En relación a la dolencia psíquica, el trastorno ansioso depresivo o distimia, resulta incompatible con el desempeño de aquellas profesiones laborales que exijan especial concentración y disponibilidad física, con pleno equilibrio psíquico o gran tensión emocional, pero no en otras como la aquí considerada en la que no presenta tan singulares rasgos ni precisa aquel tipo de requerimientos.
Tercero.- Con mayor razón, si cabe, ha de rechazarse la primera de las pretensiones formuladas en la demanda, pues resulta evidente que los padecimientos descritos carecen de la intensidad y de la trascendencia necesarias, y no limitan las facultades de la demandante para consumar con cierta eficacia los componentes de una de las variadas ocupaciones que ofrece el ámbito laboral, pues no consta que sufra otras limitaciones en el aparato locomotor, y la distimia, como se ha dicho, no se traduce en alteraciones motoras trascendentes; lo que nos lleva a concluir que, no ha sido infringido sino correctamente aplicado en la sentencia recurrida, el precepto legal citado.

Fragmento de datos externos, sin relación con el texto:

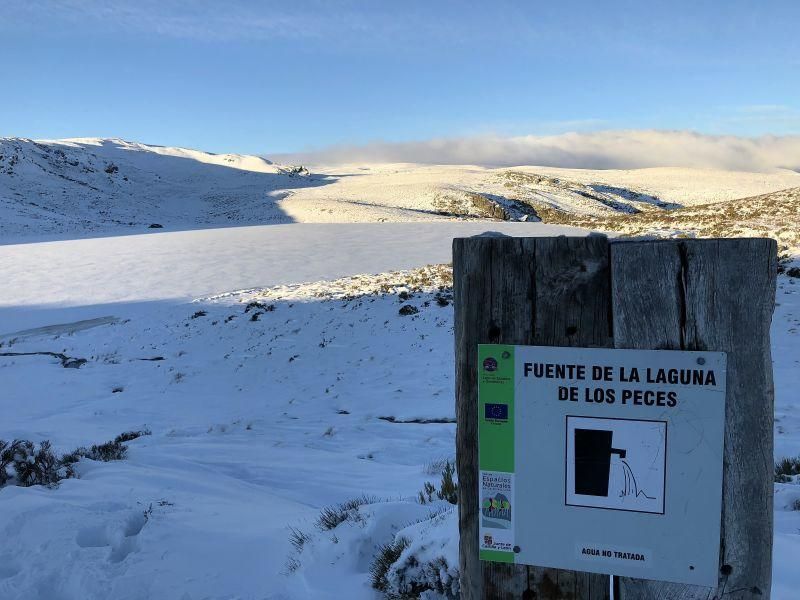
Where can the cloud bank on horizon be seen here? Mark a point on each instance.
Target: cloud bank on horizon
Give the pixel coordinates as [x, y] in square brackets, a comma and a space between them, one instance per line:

VISTOS los anteriores preceptos y los demás de general aplicación,
Fallo
Que desestimamos el recurso de suplicación interpuesto por la dirección letrada de Dª. Ángela contra la sentencia de fecha 23 de enero de 2019 dictada por el Juzgado de lo Social núm. 5 de Oviedo en los autos núm. 622/2018, seguidos a su instancia contra el Instituto Nacional de la Seguridad Social, en reclamación sobre prestaciones de incapacidad permanente y, en consecuencia, confirmamos la misma en todos sus pronunciamientos.Medios de impugnación Se advierte a las partes que contra esta sentencia cabe interponer recurso de casación para la unificación de doctrina, que habrá de prepararse mediante escrito suscrito por letrado, presentándolo en esta Sala de lo Social dentro del improrrogable plazo de los diez días hábiles siguientes a la fecha de notificación de la misma en los términos de los artículos 221, 230.3 de la LRJS, y con los apercibimientos contenidos en esto y en los artículos 230.4, 5 y 6 de la misma Ley.
Pásense las actuaciones al Sr. Letrado de la Administración de Justicia para cumplir los deberes de publicidad, notificación y registro de la Sentencia.
Así, por esta nuestra Sentencia, definitivamente juzgando, lo pronunciamos, mandamos y firmamos.